The International Campaign to Abolish Nuclear Weapons (ICAN) says African countries should join the campaign to abolish the use of nuclear weapons by signing and ratifying the Treaty on the Prohibition of Nuclear Weapons (TPNW).
VOA’s John Tanza spoke with Seth Sehlden, the United Nations liaison for the group, who says the threat of nuclear war is growing on the backdrop of Russian threats to use nuclear weapons in its war with Ukraine.
The Interview was edited for brevity and clarity.
VOA: What is the importance of campaigning to ban nuclear weapons at this time?
Shelden: Nuclear weapons have been around for over seven decades and there's been an effort even since the very beginning of the United Nations. The very first resolution the United Nations voted on was to work toward resolving nuclear weapons, and to figure out a way to protect the world from someone else using them. And we engaged in many processes to get nuclear armed states to embrace disarming.
We see ourselves in 2022 no safer than we were. In fact, many experts would say today is the most dangerous time for nuclear weapons to be used - and non-nuclear weapon states recognizing that the nuclear arms states were not taking us to where we needed to be.
VOA: Tell us about your encounters with African countries when you try to bring them on board to join the campaign for the ban on nuclear weapons?
Shelden: Largely we've seen over and over again that these states they were being held hostage by nuclear states that start wars using these weapons as shields.
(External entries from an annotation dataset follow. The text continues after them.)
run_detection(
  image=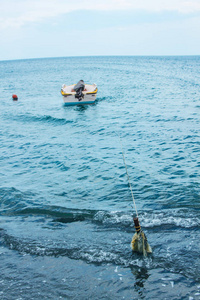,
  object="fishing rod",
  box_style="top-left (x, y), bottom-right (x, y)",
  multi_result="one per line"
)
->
top-left (119, 136), bottom-right (152, 256)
With Russia attacking Ukraine and holding the whole world hostage by the food supply and the refugee crisis, African states are keenly aware of the role that the nuclear hierarchy plays.
South Africa along with Nigeria are part of the core group of states that brought about the negotiations for the TPNW. And they have in no uncertain terms referred to the nuclear world order as Apartheid—the haves and have nots.
VOA: What is preventing the banning of a nuclear weapons? Why is it not done yet?
Shelden: Because a small number of leaders and a small number states see it as in their interests to perpetuate the existing world order to continue to have them and to continue threatening to use them. But I think that finally there's a mechanism for which states can voice their opposition to the status quo and find a new way forward to bring us to a safer future.
VOA: You're bringing this topic now on the backdrop of what is happening after Russia invaded Ukraine and it is threatening to use nuclear weapons. Is this something that African countries should take very seriously?
Shelden: Because we haven't seen nuclear weapons used in war since 1945 means that a lot of states and a lot of us who were not around in 1945 may not fully understand what these weapons are and what they can do. We've seen over 2000 nuclear weapon tests that have irradiated communities and destroyed lands.
We have seen new data showing what the consequences of a nuclear exchange would be. Some of the studies show that up to five billion people are at risk of starvation in the event of a war between the US and Russia. The radiation effects [of a nuclear exchange] are well known. The immediate blast would incinerate everyone in the vicinity. The radiation, depending on which way the wind blows, will continue to kill people potentially for generations.
But even greater is the risk of a "nuclear winter." In the event of the use of a nuclear weapon, the resulting cloud that form from the ash and debris that would be lofted high in the upper atmosphere beyond where the rain and precipitation could take it away fast enough, would cause cooling that would that could last for seasons to come and that could destroy crops. And all around the world and disrupt the global food supply.